Although in error regarding the "Cretaceous Period," they hit the nail on the head with their belief of sudden death from a flood. Indeed, that is how many dinosaurs met their fate.
Being bipedal (two-footed) dinosaurs, pachycephalosaurs possessed thick skulls, flattened bodies, and tails surrounded by various bony rods. The Pachycephalosaurus, a very large animal more than 15 feet long, had a skull that was capped by a rounded dome of solid bone. It is likely that the males possessed the thickest domes for butting heads during mating contests and herd dominance. Today eroded pachycephalosaur domes are often found in stream deposits.
The 4-footed ceratopsians, or horned dinosaurs, possessed a saddle-shaped bony frill that extended from the skull over the neck, and typically bore horns over the nose and eyes. The most popular and well-known, the Triceratops, could reach lengths of over 26 feet and often weighed over 12 metric tons. Serving two purposes, their frill protected the vulnerable neck, and, containing a network of blood vessels on its undersurface, it was used to radiate excess heat. It is widely believed that ceratopsians lived in herds, due to the large accumulations of fossil bones found together.
How Dinosaurs Get Their Names
Pachycephalosaurus. Dromiceiomimus. Compsognathus. Indeed, many dinosaur names are strange and difficult to pronounce. Why is that?
A person who discovers a new kind of dinosaur is entitled to name it. In most cases, of course, that person is a scientist. Scientists all over the world years ago agreed that any kind of newly discovered animal, whether living or extinct, must be given a scientific name. The name is usually made up from words taken from Greek or Latin, languages with which most scientists are familiar. Thus a newly discovered dinosaur gets a name that scientists can understand, regardless of what language they speak.
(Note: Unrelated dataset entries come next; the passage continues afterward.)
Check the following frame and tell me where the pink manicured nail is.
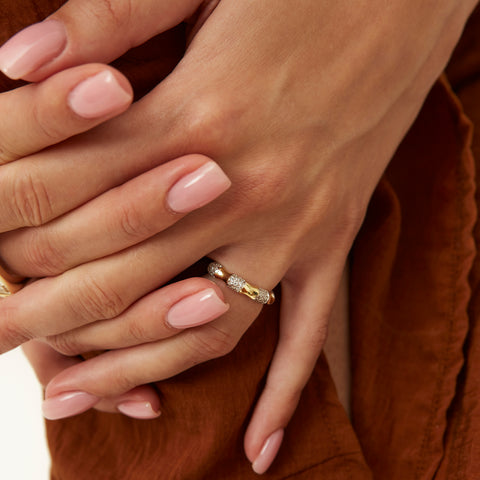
[42,392,100,420]
[0,20,67,79]
[68,70,132,118]
[252,429,284,475]
[167,162,232,213]
[167,288,229,328]
[117,401,161,420]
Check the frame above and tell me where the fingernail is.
[68,70,132,118]
[167,288,229,328]
[117,401,161,420]
[0,20,67,79]
[42,392,100,420]
[252,429,284,475]
[167,162,232,213]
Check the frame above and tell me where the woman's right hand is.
[3,2,478,472]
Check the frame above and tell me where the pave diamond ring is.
[208,262,275,305]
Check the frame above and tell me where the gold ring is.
[0,267,26,298]
[208,262,275,305]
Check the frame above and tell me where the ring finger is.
[0,155,230,277]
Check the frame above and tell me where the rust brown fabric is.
[0,0,480,480]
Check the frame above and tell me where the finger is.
[0,217,218,353]
[0,0,202,81]
[22,340,160,420]
[37,249,284,412]
[0,155,231,277]
[0,64,133,163]
[46,278,229,356]
[244,268,341,474]
[41,284,259,398]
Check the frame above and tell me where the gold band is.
[0,267,25,298]
[208,262,275,305]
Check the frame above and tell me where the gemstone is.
[227,273,246,293]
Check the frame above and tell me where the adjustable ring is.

The name usually tells something about the dinosaur. For example, when one scientist discovered a dinosaur that had a large, curved, sharp claw on each hind foot, he named it Deinonychus (dy noh NIHK uhs), or "terrible claw." Or, the name may simply tell where the fossil was found. A dinosaur whose skeleton was found in Shantung, China, was name Shantungosaurus (shan tuhng uh SAWR uhs), or "Shantung lizard."
Every dinosaur gets two names - a genus name and a species name. A genus name tells what kind of dinosaur it is, such as a Triceratops (try SEHR uh tahps), or "three-horned face." But there are often several kinds of just slightly different creatures in any genus group, and these are called species. So, each species gets a name that identifies it. Thus, the biggest kind of Triceratops is named Triceratops horridus, or "dreadful three-horned face," while another species is named Triceratops eurycephalus (yur ee SEHF uh luhs), or "broad-headed three-horned face."
A person who discovers a new species of dinosaur can also use someone's last name as the dinosaur's species name. The scientists who gave Iguanodon its species name, called it Iguanodon mantelli, meaning "Mantell's iguana-tooth." He gave it this species name to honor Gideon and Mary Ann Mantell, who found the first Iguanodon fossils. Last names have also been used as genus names for dinosaurs. One dinosaur is called Lambeosaurus (lam bee uh SAWR uhs), or "Lambe's lizard," after Lawrence Lambe, who helped discover several kinds of dinosaurs.
Dinosaur names can get changed, and many have. This usually happens when a person finds what they think is a new dinosaur and gives it a new name. Later, it turns out to be a known dinosaur. When Hylaeosaurus was named, scientists weren't sure what kind of dinosaur it was. Some years later, an armored dinosaur was found and named Polacanthus (pahl uh KAN thuhs), or "many thorns." But, long afterwards, more Hylaeosaurus fossils were found, and it turned out that Hylaeosaurus and Polacanthus was dropped. The older name, Hylaeosaurus, is now the official name for that kind of dinosaur.
Although much more could be written on the subject, this is a general overview of dinosaurs as we classify them.